KAMENETZ: Sure. So in 2014, the College Board released a new framework, and this is a set of guidelines for teachers who want to prepare their students for the AP exam. And this is the first time they had updated it since 2006, and there were a lot of changes in the exam that were meant to promote sort of more discussion and debate. But what ended up happening was that many, many people greeted it - they said this is very bias, and this is portraying a lot of negative ideas about America, American democracy, American freedom. And it really became a kind of cause celebre across the entire country.
GREENE: And, I mean, it became political, right? I mean, the Republican National Committee gets involved. How does this - I mean, this is history class. How does it get so politicized?
KAMENETZ: That's a really good question. You know, I think if you look carefully right now, there's really a network of education activists, many of whom had been mobilized around the Common Core and standardized testing. And initially, the alarm was raised by a former AP U.S. history teacher and a test prep company owner named Larry Krieger, and he got involved with people from the National Review and Common Core activists. And before you know it, Oklahoma, Georgia, Texas, Colorado policymakers are debating this. And as you said, the Republican National Committee called it, a radically revisionist curriculum.
GREENE: OK, so what exactly were some of the objections people had?
KAMENETZ: Well, overall, the objection was that the curriculum portrayed the United States in a very negative light, as it never kind of passed up an opportunity to highlight the racism of white Americans overtime. In particular, the course framework said that the founders believed in white superiority. It said that white Southerners had pride in the institution of slavery and also in foreign policy issues, calling former President Ronald Reagan bellicose, for example.
GREENE: So, I mean, are the complaints basically that the nuance is missing when this course is taught, that, I mean, saying that white Southerners took pride in slavery, you know, might be true in some cases, but it doesn't capture the complete story?
KAMENETZ: Well, the framework was not meant to be comprehensive. But I think in shifting perhaps to a more debate-oriented or critical perspective from, you know, the old version, which is more about a list of facts, I think there was a concern that what was implemented was really a point of view that was really about America as, you know, a problematic place and a place that is not special and not exceptional and not different from other countries. And I think that's what - that really got a lot of people dandered up, especially on the conservative side.
GREENE: So is - I mean, the College Board is now rewriting things again. I mean, did they take some of this feedback to heart and make some of the changes that people were calling for?
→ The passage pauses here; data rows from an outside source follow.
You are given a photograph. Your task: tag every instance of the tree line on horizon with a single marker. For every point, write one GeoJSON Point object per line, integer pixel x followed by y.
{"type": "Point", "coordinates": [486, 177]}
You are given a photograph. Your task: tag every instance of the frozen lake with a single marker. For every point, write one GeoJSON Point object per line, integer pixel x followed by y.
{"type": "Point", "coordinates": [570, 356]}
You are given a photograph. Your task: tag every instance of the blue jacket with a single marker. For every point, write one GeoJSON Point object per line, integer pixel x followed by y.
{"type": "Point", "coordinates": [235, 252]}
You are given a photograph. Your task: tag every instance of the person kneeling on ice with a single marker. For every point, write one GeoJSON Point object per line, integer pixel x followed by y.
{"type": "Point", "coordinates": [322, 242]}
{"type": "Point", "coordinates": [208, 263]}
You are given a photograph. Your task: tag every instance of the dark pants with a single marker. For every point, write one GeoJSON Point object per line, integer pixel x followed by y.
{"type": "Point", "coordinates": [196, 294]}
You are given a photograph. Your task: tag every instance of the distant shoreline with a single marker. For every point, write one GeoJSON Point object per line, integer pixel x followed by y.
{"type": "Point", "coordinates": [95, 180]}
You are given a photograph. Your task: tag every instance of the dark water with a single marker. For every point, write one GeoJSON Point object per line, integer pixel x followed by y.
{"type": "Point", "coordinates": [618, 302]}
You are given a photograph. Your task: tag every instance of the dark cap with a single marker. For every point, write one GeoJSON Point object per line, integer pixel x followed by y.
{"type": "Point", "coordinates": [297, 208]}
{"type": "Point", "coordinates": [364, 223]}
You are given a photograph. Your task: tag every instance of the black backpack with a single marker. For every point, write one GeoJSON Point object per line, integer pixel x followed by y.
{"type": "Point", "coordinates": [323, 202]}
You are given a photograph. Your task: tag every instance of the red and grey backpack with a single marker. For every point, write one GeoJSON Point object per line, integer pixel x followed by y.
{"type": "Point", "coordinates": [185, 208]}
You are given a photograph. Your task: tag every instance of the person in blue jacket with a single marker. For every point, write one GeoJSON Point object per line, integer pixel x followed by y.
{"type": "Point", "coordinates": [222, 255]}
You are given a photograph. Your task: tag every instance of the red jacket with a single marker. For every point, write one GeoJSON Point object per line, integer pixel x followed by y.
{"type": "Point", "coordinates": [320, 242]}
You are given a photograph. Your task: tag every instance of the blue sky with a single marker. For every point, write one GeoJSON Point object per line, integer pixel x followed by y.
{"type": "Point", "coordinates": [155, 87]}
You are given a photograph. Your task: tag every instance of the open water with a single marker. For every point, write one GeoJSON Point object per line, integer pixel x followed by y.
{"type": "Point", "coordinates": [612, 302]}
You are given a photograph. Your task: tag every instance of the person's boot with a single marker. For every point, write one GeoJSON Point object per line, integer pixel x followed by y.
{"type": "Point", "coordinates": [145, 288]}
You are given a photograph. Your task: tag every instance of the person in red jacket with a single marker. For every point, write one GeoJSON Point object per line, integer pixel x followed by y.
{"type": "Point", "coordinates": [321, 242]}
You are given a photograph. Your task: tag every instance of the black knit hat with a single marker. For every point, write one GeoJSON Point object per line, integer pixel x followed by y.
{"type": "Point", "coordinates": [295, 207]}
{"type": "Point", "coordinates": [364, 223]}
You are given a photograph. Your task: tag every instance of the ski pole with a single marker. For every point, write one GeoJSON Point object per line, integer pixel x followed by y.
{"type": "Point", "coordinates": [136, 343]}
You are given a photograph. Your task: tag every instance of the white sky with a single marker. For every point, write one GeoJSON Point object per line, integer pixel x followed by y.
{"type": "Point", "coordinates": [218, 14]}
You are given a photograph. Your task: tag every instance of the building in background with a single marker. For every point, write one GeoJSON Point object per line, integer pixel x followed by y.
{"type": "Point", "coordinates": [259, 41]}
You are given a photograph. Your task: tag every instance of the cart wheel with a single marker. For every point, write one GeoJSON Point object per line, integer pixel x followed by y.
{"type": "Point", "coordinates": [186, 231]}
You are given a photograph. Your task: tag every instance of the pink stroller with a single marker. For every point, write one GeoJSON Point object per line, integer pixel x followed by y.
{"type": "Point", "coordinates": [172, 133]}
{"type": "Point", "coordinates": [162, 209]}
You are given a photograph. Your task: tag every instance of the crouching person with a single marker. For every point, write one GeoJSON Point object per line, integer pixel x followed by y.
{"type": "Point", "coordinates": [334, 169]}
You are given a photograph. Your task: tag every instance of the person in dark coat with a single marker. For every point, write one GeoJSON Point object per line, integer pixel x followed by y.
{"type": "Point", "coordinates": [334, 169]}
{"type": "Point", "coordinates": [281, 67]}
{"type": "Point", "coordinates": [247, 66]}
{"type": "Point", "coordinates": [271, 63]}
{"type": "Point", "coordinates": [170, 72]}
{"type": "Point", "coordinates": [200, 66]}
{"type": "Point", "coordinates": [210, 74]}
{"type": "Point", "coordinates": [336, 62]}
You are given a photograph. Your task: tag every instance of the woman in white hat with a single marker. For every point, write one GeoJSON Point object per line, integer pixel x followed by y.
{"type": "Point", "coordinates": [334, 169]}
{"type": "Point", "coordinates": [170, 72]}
KAMENETZ: Well, that's where this really gets interesting, David, because the version that was released last week was actually hailed by many of its critics. And in fact, the College Board seems to have listened to many of its critics and even hired some of them to work on the revision. So the new version, for example, where it said before that Europeans, quote, "helped increase the intensity and destructiveness of American Indian warfare," now it says more simply in a more neutral balanced way that the introduction of guns and alcohol, quote, "stimulated changes in native communities." And another example of this, you know, increased balance - in the section on World War II, it says, you know, make sure that the students learn that Americans saw the war as a fight, you know, for freedom against fascism, whereas last year's version actually talked about Japanese internment camps and the atomic bomb and women's rights but didn't even mention the Holocaust or Nazi death camps at all.
GREENE: All right. Anya Kamenetz is part of NPR's Ed team. Anya, thanks a lot.